The problem is that some of Maja Solveig Kjelstrup Ratkje’s compositions compiled on this CD are worthy of such a discussion, bathed in the language of the composers’ roundtable or the musicologist’s forum. So excuse me for a second while I try to discuss them as such, while trying to avoid some of the pitfalls of the style. Despite being known primarily as one of the chief instigators of the improv group Spunk and the noisemongers fe-mail, her vocal and improvisational prowess (documented in 2002’s Voice), and her collaborations with Jaap Blonk, Jazzkammer, Lasse Marhaug, and others, she is also a composer of chamber music, loosely defined. This entire CD could be considered a single coherent work, with one piece freely flowing into the next, the processed saxophone of “ØX” morphing into the accordion of “Essential Extensions,” the vocals and vocalizations of “Wintergarden” transforming into the violas da gamba of “River Mouth Echoes.” All the pieces are thus interrelated, while all managing to have lives of their own.
“River Mouth Echoes” stands out as the central work of the record, its violas da gamba referencing Bartók and Ligeti, Boulez and Kurtág, stretching the instruments to their fullest.
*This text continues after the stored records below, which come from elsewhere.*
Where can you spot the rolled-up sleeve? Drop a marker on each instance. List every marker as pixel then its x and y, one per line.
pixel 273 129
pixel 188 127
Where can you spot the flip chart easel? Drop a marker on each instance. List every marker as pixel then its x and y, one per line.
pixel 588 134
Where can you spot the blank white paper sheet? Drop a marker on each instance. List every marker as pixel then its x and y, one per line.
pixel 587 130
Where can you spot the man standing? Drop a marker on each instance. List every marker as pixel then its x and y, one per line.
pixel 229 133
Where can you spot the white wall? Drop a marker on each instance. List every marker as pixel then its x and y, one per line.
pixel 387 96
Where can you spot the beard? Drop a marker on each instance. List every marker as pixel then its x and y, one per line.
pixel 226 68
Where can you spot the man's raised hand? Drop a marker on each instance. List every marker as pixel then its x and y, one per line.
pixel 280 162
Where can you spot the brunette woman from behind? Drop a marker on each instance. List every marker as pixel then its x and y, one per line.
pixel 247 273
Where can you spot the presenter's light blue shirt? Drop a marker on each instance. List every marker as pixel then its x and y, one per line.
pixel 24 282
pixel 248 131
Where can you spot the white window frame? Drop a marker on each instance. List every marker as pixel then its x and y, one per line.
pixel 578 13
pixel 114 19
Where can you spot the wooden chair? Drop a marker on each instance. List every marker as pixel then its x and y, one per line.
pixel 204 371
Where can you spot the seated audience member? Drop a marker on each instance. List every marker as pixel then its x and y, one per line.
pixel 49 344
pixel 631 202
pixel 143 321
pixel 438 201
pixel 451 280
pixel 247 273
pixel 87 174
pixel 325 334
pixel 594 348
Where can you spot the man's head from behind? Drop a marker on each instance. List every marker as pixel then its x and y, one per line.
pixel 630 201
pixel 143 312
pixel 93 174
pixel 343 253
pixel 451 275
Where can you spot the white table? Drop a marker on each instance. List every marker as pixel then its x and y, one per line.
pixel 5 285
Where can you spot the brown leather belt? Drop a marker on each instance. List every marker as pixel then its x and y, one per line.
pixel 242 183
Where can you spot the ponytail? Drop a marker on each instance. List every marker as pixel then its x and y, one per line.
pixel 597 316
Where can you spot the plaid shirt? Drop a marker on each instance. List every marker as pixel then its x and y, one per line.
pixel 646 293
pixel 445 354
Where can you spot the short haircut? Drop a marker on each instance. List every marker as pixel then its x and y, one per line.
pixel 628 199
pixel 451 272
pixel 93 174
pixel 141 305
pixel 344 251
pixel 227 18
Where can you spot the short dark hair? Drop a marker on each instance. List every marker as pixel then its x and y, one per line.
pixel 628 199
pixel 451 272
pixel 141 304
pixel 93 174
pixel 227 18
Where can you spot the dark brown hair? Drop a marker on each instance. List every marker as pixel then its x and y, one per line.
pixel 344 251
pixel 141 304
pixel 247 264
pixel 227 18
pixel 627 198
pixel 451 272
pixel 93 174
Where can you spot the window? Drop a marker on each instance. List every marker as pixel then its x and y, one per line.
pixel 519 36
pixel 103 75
The viola da gamba, being a progenitor of the contemporary violin and cello, sounds inherently antique, suited more for music of the 16th century than the 21st, but Ratkje manages to imbue them with an intense sense of the contemporary. It almost sounds as if a composition by Purcell were torn apart, laced with sounds from the noise scene, and then reformulated for acoustic instruments. That is the key element of her aesthetic, in fe-mail or Spunk or on her own––taking the old, radically reconsidering it, and making it something new. Even something as far removed from classical syntax as “ØX,” which takes an alto sax and processes it within an inch of its life, surrounding it first by walls of static and pinging sine waves before degrading into surprising emotive set of harmonies, makes its recourse to the old, through its rhetorical pacing and development. Or “Wintergarden,” an excerpt from her soundtrack to a film by Daria Martin, which mixes Meredith Monk or Joan La Barbara with what could be outtakes from Björk’s Medulla, again with a harmonic core that Ratkje freely ignores and returns to. It’s as if her language consisted of the process of remembering what it means to be noise and what it means to be melody and outlining the space in between.
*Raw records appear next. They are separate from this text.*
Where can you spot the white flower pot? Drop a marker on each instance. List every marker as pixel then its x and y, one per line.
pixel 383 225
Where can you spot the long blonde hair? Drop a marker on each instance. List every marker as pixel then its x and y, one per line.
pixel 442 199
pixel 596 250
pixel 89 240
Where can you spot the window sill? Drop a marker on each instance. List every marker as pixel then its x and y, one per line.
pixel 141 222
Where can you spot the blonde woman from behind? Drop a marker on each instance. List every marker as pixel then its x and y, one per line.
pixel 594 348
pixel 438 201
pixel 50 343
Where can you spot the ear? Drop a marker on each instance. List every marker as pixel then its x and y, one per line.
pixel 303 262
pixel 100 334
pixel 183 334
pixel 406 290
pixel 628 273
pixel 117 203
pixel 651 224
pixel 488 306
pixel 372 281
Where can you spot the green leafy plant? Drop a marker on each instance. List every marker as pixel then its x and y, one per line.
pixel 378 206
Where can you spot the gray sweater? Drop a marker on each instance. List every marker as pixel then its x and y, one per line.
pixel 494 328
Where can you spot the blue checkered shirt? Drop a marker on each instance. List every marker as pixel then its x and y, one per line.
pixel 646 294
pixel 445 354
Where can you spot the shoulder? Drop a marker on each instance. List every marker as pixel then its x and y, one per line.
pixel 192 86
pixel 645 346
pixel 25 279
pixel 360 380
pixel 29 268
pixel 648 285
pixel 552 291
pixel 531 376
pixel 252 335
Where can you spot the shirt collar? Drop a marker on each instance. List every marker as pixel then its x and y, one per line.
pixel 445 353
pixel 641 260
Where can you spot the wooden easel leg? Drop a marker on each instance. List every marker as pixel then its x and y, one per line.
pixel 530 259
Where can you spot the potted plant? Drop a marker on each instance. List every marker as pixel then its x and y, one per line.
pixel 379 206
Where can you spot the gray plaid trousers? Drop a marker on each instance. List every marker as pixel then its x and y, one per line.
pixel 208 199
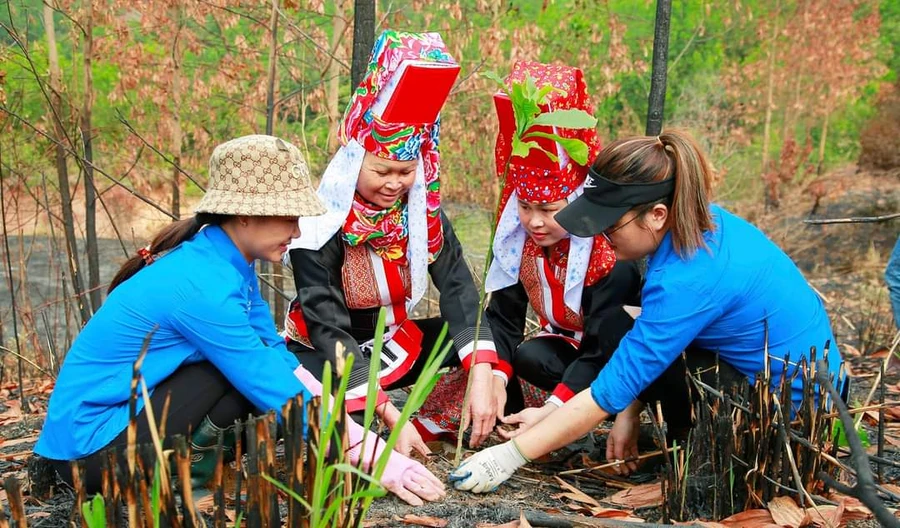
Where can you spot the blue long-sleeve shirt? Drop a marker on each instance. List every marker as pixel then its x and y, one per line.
pixel 205 299
pixel 718 300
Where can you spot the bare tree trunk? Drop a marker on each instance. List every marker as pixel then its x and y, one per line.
pixel 62 172
pixel 278 301
pixel 770 88
pixel 822 141
pixel 363 39
pixel 177 132
pixel 656 102
pixel 333 75
pixel 90 191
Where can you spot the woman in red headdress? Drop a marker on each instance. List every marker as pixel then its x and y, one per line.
pixel 382 238
pixel 574 285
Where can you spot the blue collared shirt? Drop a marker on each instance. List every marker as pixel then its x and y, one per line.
pixel 718 300
pixel 204 298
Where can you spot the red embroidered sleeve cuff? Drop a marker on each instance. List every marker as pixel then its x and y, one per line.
pixel 561 394
pixel 484 355
pixel 503 370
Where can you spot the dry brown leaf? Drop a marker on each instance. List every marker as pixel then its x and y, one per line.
pixel 639 496
pixel 854 510
pixel 523 522
pixel 785 512
pixel 17 441
pixel 757 518
pixel 510 524
pixel 850 351
pixel 206 504
pixel 826 515
pixel 575 493
pixel 419 520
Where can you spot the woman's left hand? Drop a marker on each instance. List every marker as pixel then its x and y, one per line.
pixel 411 481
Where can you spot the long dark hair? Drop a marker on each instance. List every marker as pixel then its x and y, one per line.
pixel 169 237
pixel 672 154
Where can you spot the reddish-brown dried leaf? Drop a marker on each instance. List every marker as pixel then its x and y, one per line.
pixel 419 520
pixel 575 493
pixel 826 515
pixel 785 512
pixel 750 519
pixel 641 496
pixel 523 522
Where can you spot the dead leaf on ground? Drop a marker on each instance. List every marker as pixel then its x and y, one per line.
pixel 523 522
pixel 826 515
pixel 575 493
pixel 419 520
pixel 17 441
pixel 206 504
pixel 785 512
pixel 642 496
pixel 757 518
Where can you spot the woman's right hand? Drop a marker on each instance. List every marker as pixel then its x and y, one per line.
pixel 411 481
pixel 410 440
pixel 621 444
Taking a step back from the somewhat academic view of this CD, it is clear that Ratkje operates within a new creative space, one that sees composed “classical” music as just another possible form of expression, as part of a continuum that starts with the improvised and ends with the highly composed orchestral works of the late-19th and 20th centuries. This is no post-modern pastiche, though; there is no ironic wink, nothing to say “I don’t really mean this.” The fun in these comes not from there references to the past, but in the way that they think beyond the normal strictures of the so-called classical establishment. Even in writing for the Oslo Sinfonietta in “Waves IIB,” she manages to take the orchestra beyond mere crunchy chords into a kind of logic with Burning Star Core and such as its base. These may be minute distinctions, but they show one way that classical music, or whatever you want to call it, can move out of its current dead end by listening beyond the hallowed halls of the canon. Perhaps the folks that write about classical music will be able to follow suit.